Concurrency bugs take many shapes and forms. We have race conditions, reordering of code, visibility issues of fields, live locks, deadlocks and of course the performance related bugs, such as contention and starvation. One thing that they have in common is that they are damn elusive.
In this InfoQ article, I will examine two threading bugs that I discovered, show how I found them and then explain the solution (if there is one). One happened in a customer project and the other was discovered in the JVM itself. But first, a quick discussion about the Java Memory Model (JMM). Depending on the feedback from this article, I might follow up with Hunting II, Hunting III and maybe even Good Will Hunting.
Java Memory Model (JMM)
Astute readers would have heard of the Java Memory Model (JMM). It is a theoretical description of how Java is supposed to behave with memory shared between different threads. Imagine it as the rule book for what has to happen when two threads want to read and write to the same memory location. All Java Virtual Machines have to be implemented according to the JMM. However, it might surprise you that we do not have any tests to verify that a JVM adheres to the JMM. What makes this even more difficult is that even concurrency experts cannot agree on how the rules should be interpreted. A couple of years ago, the question was asked on the concurrency interest list: "Why can constructors not be synchronized?" In other words, why won't this compile?

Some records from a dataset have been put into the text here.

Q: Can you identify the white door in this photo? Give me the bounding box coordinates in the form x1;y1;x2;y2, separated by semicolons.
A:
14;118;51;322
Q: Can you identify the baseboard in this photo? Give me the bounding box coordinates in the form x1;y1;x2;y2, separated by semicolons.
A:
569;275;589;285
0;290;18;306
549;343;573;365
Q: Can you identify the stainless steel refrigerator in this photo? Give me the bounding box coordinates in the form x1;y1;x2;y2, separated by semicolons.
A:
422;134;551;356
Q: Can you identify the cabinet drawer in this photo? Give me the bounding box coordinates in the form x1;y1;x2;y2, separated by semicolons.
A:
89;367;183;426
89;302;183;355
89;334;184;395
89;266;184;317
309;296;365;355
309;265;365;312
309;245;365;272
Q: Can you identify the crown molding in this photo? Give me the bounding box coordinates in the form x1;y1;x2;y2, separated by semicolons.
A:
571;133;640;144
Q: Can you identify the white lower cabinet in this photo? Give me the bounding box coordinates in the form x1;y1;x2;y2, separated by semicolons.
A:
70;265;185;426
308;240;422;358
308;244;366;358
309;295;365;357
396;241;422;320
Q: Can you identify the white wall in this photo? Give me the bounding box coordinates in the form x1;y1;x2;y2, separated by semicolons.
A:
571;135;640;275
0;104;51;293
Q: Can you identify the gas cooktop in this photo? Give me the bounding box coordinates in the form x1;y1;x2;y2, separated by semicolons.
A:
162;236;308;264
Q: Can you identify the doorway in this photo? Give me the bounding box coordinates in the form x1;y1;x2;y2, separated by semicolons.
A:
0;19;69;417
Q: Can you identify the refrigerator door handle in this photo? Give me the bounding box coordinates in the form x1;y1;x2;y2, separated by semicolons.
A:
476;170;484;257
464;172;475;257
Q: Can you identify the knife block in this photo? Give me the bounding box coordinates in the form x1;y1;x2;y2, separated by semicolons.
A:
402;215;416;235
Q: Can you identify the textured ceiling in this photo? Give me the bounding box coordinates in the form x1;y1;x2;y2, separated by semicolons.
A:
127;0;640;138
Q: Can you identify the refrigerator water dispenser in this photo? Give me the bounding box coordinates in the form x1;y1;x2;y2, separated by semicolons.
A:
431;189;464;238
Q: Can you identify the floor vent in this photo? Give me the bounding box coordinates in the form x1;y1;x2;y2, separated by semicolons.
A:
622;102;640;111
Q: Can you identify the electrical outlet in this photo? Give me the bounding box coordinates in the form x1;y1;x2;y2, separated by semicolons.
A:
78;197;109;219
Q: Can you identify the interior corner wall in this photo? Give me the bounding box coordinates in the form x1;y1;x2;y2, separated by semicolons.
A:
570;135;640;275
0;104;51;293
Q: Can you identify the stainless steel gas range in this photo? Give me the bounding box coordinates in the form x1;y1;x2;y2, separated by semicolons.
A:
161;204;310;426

public class MyObject { private List<String> objects; public synchronized MyObject() { objects = new ArrayList<String>(); } }
The discussion started with someone pointing out why it was not necessary, because the object had not been constructed yet. However, if the object is not properly published (see Brian Goetz' book “Java Concurrency in Practice”), then we could get concurrency bugs. About a hundred emails later, we still could not get consensus whether this was a problem or not, according to the JMM.
Testing code is hard. How do you explain to your mother that in Java for a and b both positive, you can have "a + b = c" and "c < a" and "c < b"?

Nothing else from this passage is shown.